Maceo Parker: Channelling Charles, via James Brown and Prince
By: Andra Jackson

Maceo Parker was just 18 when he made a vow outside the dressing-room of his idol Ray Charles. Parker had attended a concert by the blind soul singer-pianist and, in the afterglow of hearing him, found his way to the dressing-room area to feel closer. “I was all alone and speaking to the air and I said, ‘Mr Ray Charles, I don’t know how I’m going to do it but one of these days you are going to want to know me, you are going to know me.’ ”

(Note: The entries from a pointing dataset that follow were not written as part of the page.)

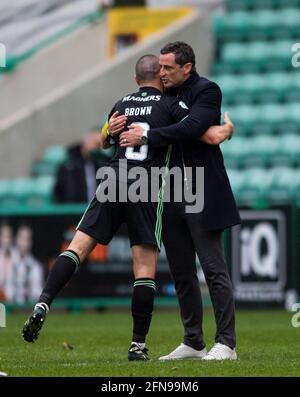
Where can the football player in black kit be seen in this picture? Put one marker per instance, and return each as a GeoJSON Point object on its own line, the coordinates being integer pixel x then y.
{"type": "Point", "coordinates": [103, 217]}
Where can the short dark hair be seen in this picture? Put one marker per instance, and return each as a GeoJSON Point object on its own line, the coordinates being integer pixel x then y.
{"type": "Point", "coordinates": [147, 68]}
{"type": "Point", "coordinates": [183, 53]}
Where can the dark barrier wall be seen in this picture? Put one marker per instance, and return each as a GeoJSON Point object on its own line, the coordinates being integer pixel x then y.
{"type": "Point", "coordinates": [106, 273]}
{"type": "Point", "coordinates": [262, 253]}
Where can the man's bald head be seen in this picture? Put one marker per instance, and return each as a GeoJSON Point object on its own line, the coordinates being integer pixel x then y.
{"type": "Point", "coordinates": [147, 69]}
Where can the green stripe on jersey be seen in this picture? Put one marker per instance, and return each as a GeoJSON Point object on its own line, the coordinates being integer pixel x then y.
{"type": "Point", "coordinates": [160, 204]}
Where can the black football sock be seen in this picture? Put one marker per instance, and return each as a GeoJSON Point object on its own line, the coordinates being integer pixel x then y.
{"type": "Point", "coordinates": [142, 307]}
{"type": "Point", "coordinates": [61, 272]}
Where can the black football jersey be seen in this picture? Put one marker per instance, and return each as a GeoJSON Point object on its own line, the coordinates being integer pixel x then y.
{"type": "Point", "coordinates": [152, 109]}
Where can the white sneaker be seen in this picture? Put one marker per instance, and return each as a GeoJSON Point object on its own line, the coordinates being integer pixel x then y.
{"type": "Point", "coordinates": [184, 352]}
{"type": "Point", "coordinates": [221, 352]}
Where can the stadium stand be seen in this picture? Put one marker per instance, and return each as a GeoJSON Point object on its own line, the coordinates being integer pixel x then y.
{"type": "Point", "coordinates": [261, 91]}
{"type": "Point", "coordinates": [28, 26]}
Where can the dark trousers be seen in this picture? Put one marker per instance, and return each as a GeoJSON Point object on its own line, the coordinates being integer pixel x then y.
{"type": "Point", "coordinates": [183, 238]}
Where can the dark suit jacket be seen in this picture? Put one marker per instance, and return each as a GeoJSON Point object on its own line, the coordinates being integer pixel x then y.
{"type": "Point", "coordinates": [203, 97]}
{"type": "Point", "coordinates": [71, 185]}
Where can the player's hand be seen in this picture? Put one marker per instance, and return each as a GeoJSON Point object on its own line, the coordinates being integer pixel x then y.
{"type": "Point", "coordinates": [116, 124]}
{"type": "Point", "coordinates": [132, 137]}
{"type": "Point", "coordinates": [229, 124]}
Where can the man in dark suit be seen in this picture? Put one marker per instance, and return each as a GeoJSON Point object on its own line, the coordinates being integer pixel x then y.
{"type": "Point", "coordinates": [187, 234]}
{"type": "Point", "coordinates": [76, 178]}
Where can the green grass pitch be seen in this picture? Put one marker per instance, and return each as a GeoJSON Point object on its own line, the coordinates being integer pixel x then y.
{"type": "Point", "coordinates": [268, 345]}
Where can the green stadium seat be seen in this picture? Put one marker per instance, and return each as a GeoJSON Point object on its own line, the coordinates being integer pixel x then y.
{"type": "Point", "coordinates": [265, 119]}
{"type": "Point", "coordinates": [273, 87]}
{"type": "Point", "coordinates": [237, 180]}
{"type": "Point", "coordinates": [51, 160]}
{"type": "Point", "coordinates": [264, 149]}
{"type": "Point", "coordinates": [236, 150]}
{"type": "Point", "coordinates": [233, 5]}
{"type": "Point", "coordinates": [288, 152]}
{"type": "Point", "coordinates": [257, 185]}
{"type": "Point", "coordinates": [257, 25]}
{"type": "Point", "coordinates": [254, 57]}
{"type": "Point", "coordinates": [55, 154]}
{"type": "Point", "coordinates": [15, 192]}
{"type": "Point", "coordinates": [286, 184]}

It was 1961. Three decades later, that vow came to fruition when the saxophonist was opening act for a Charles tour. “It all happened,” Parker recounts, the excitement still evident in his voice. “It was like a spirit, something that was bound to happen.” On meeting the soul star, Parker says: “I didn’t want to bore him but I did want to say to him that ‘me and my brothers had loved you for a long, long time’. And I got a chance to be on stage with him for one song.”

[…] “I wanted to promote love. For me, it is all about love and it is the title of a Ray Charles song.” Parker’s latest CD, It’s All About Love, carries the same message. Every track is a love song. “I don’t really try to imitate Ray Charles but my voice is sort of similar to his anyway,” Parker says.

A key to the authenticity of the Parker tribute is music director Steve Sigmund. He played first trombone in the Ray Charles ­Orchestra for 20 years.

Parker attributes the enduring appeal of Charles’s songs to “when I first heard him, it sounded to me like he had really experienced everything that he sang”. To illustrate, Parker sings a plaintive couple of lines down the phone: “Out on the job, work like the devil for my pay.” It felt like he had done all that, he says.